Heureux Zachée, qui ignore ces petitesses du cœur, et qui court là où sûrement Jésus passera : au rendez‑vous de la parole. Là encore il est exemplaire, parce qu’il ne veut pas laisser passer l’heure de Dieu. Dans son arbre, tout essoufflé, il guette, il attend, il espère. Faut-il appeler ? Faut-il faire signe ? Jésus va-t-il seulement l’apercevoir ? Trop tard pour réfléchir : voilà Zachée pris au piège de son espérance.
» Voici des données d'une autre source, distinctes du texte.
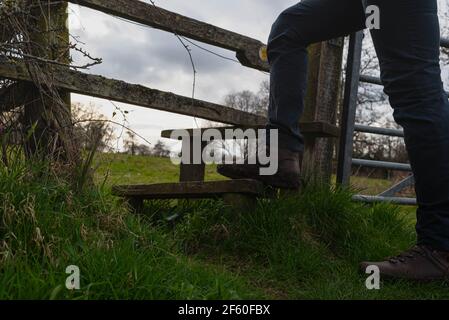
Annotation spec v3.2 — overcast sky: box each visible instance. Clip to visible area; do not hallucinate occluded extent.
[69,0,448,151]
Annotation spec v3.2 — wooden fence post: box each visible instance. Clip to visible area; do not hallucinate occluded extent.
[24,0,78,164]
[302,39,344,182]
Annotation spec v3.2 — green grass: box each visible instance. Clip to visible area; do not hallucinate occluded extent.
[0,155,449,299]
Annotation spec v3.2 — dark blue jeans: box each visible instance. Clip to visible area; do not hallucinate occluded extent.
[268,0,449,251]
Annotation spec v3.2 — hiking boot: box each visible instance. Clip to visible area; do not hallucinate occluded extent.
[360,246,449,281]
[217,149,301,189]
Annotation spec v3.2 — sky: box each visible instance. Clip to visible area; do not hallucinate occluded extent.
[69,0,449,151]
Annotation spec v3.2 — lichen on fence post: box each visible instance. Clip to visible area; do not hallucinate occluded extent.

Jésus est arrivé : de lui-même il lève les yeux : « Zachée, descends vite ! il me faut aujourd’hui demeurer dans ta maison ! »
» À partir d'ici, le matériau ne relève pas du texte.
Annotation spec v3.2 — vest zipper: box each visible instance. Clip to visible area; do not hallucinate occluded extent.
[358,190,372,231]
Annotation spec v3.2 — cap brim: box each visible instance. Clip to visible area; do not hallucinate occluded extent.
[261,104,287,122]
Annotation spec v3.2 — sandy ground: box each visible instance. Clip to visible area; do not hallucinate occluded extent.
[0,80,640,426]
Il ne faut pas grand chose pour que Jésus s’invite chez nous ; il lui suffit de voir qu’il est attendu, il lui suffit de rencontrer notre regard, et d’y lire, avec notre détresse, une petite lueur de foi et de sincérité.

Le passé est lourd ? le présent douloureux, l’avenir incertain ? Et après ! Tout cela est l’affaire de celui qui peut tout ! Ce qui importe, jour après jour, et Zachée l’avait bien saisi ce jour-là, c’est d’accueillir Jésus avec joie.
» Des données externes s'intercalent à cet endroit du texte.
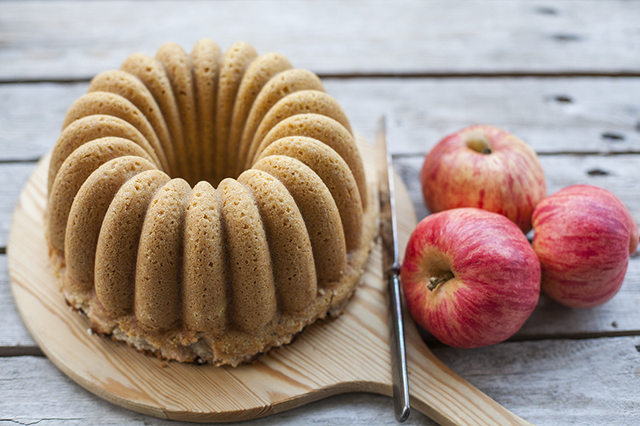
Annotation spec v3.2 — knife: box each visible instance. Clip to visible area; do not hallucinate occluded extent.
[376,116,411,422]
Où est-elle, l’allégresse limpide de notre jeunesse chrétienne ? Où est-elle, la fraîcheur de nos vœux ? Où s’en va-t-il, au long des mois, l’enthousiasme des communautés réunies par Jésus pour vivre devant Dieu à la louange de sa gloire ? Puisque déjà nous avons tout, de quel autre trésor sommes-nous en quête, qui nous ronge ainsi le cœur et fait de nous des êtres tristes ?

Puisque, aujourd’hui encore, Jésus s’invite parmi nous dans sa maison de prière, puisqu’il nous donne part à son Corps et à son Sang, offrons-lui, avec notre volonté de conversion, toutes les maladresses de notre cœur. Puisqu’il vient chercher et sauver en nous ce qui déjà était perdu, et que pour lui nos misères n’ont jamais été un secret, allons au bout de la confiance : offrons-lui nos mains ouvertes, pour qu’il y dépose sa joie.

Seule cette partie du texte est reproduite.